Was die Situation richtig kompliziert macht in Tschechien im Bereich Augenoptik, ist die Refraktion, also das Messen der Sehstärke bei unseren Kunden. Damit bieten wir eine Dienstleistung aus dem medizinischen Bereich an und müssen den gleichen Genehmigungsprozess durchlaufen wie eine Arztpraxis. Wir haben Filialen, wo wir uns seit zwei, drei Monaten damit rumschlagen und in den Mühlen der Bürokratie gefangen sind. Es sind die lokalen Behörden, die da auf die Bremse treten.

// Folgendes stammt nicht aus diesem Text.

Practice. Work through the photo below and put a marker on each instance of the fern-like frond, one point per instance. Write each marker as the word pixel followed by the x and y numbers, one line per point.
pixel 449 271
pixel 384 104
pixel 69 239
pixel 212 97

Geben Sie mal ein Beispiel aus der Kuriositätenkiste!

Wir haben in unseren Refraktionsräumen üblicherweise ein Waschbecken, weil sich Kunde und Optiker vor der Anpassung von Kontaktlinsen die Hände waschen sollten. In einigen Städten haben wir plötzlich die Auflage vom Gesundheitsamt, noch ein zweites Waschbecken zu haben, eins für den Kunden und eins für den Mitarbeiter, nebeneinander. Jeder einzelne Standort hat andere Vorgaben. Einmal mussten wir die Eröffnung einer Filiale um zwei Tage verschieben, weil uns eine Aufsichtsbehörde mitgeteilt hat, dass die Markierung auf der Eingangstür für sehbehinderte Menschen rund einen halben Zentimeter zu tief angebracht war.

Wenn ich nicht wüsste, dass wir jetzt über Tschechien reden, würde ich denken, Sie reden über Deutschland.

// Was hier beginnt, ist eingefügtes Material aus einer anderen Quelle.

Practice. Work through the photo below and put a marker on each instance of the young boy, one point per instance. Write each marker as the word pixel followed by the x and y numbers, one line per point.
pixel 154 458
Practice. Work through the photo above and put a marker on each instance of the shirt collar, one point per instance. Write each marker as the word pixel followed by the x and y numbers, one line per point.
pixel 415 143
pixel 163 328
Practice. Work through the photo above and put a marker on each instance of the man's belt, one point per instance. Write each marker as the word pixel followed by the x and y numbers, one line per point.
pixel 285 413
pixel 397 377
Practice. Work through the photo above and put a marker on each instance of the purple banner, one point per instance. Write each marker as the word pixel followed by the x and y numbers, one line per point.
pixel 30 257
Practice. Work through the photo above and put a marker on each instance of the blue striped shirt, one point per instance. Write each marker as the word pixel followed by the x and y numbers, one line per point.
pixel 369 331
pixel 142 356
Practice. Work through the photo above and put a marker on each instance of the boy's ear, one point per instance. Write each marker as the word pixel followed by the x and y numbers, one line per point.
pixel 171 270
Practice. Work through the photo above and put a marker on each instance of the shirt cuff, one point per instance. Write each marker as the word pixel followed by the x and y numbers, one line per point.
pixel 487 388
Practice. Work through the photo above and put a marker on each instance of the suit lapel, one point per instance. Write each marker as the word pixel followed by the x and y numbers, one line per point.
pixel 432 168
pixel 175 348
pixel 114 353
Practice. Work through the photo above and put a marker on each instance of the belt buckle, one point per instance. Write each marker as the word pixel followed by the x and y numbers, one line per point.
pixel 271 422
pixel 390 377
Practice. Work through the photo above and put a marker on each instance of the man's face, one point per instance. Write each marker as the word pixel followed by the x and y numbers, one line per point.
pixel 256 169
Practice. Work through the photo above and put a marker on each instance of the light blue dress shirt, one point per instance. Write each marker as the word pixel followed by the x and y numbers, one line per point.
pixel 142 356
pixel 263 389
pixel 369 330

Ja, ich habe auch immer gedacht, nur Deutschland wäre ein Bürokratiewahnsinn. Aber in Tschechien können selbst wir Deutschen noch etwas über Bürokratie lernen 😉

Wenn Sie heute andere deutsche Unternehmen beraten müssten, was würden Sie über Tschechien sagen?

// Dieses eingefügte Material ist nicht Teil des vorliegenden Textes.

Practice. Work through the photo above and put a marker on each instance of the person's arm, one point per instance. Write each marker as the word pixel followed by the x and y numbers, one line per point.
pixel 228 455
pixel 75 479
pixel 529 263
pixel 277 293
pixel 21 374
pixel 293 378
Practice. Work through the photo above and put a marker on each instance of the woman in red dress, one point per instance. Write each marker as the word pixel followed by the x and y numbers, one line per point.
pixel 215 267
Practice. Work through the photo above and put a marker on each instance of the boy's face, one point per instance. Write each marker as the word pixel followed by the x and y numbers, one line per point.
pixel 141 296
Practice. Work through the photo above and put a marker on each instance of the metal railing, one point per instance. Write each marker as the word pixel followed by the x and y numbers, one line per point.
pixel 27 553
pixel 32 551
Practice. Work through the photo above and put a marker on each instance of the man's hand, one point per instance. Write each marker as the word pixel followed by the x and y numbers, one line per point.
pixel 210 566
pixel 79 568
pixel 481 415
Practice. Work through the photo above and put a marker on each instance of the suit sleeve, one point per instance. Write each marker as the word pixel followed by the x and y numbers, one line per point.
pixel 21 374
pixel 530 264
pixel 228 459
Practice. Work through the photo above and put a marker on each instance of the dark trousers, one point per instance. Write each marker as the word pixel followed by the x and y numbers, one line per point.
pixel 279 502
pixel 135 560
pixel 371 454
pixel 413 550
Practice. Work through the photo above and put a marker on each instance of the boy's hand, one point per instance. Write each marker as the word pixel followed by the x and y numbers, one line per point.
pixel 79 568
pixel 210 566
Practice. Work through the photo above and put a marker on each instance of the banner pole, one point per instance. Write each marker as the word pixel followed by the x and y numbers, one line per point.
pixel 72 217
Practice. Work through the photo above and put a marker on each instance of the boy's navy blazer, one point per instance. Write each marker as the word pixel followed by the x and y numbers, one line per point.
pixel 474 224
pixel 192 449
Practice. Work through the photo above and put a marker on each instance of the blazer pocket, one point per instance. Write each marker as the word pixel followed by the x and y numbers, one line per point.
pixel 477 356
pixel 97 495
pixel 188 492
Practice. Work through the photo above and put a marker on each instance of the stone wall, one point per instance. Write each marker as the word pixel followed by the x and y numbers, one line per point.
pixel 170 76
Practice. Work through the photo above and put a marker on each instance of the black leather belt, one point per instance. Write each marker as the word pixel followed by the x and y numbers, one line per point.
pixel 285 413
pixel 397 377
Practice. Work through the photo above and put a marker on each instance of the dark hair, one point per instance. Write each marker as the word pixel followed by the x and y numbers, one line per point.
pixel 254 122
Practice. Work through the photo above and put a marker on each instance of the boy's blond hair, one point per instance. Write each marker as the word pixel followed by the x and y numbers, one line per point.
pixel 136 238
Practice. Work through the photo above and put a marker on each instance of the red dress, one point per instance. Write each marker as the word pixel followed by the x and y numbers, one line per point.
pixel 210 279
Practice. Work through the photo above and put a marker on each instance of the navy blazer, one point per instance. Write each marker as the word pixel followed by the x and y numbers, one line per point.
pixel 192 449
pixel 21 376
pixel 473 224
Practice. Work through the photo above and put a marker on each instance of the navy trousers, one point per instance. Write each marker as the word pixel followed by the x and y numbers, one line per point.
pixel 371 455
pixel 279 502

Das Allerwichtigste und mit Abstand Hilfreichste, was sie machen können, ist sich zuerst an die Außenhandelskammer zu wenden. Sie war für mich einer der wertvollsten Ansprechpartner hier in Prag, der die ganzen Ämter kennt, der auch schon weiß, wo vielleicht jemand sitzt, der ein bisschen komplizierter ist, wo man vorsichtig sein muss…

Was wünschen Sie sich von der Politik für den Standort Tschechien?

Das wichtigste Thema ist die Erteilung von Baugenehmigungen, aber auch die nationale Vereinheitlichung lokaler Vorschriften. Das zweite Thema ist die Ausbildung der Mitarbeiter. Das ist im Vergleich zu Deutschland ein sehr starres System, weil es keine betriebliche Ausbildung und Qualifikation der Mitarbeiter gibt. Das führt zu einem sehr großen Mangel an Fachkräften, weil es nur den Weg über die schulische oder universitäre Qualifikation gibt.

Letztes Stichwort: Digitalisierung. Welche Rolle spielen Online-Angebote für Fielmann im tschechischen Markt, wenn doch sie doch mit dem Service in der Filiale punkten?

Wir sind parallel „offline und online“ nach Tschechien gegangen, und am Ende findet jeder Kanal die richtigen Kunden.

Ein Blick in die Tech-Zukunft: Wird es in 10 Jahren überhaupt noch Brillen geben?

Eine Brille, die sich digital an die Sehsituation anpasst, das sind sicherlich Technologien, die noch weiter in der Zukunft liegen. Ich gehe davon aus, dass wir in der Art und Weise, wie wir heute Brillen kaufen, sicherlich noch bis 2035 Brillen kaufen werden.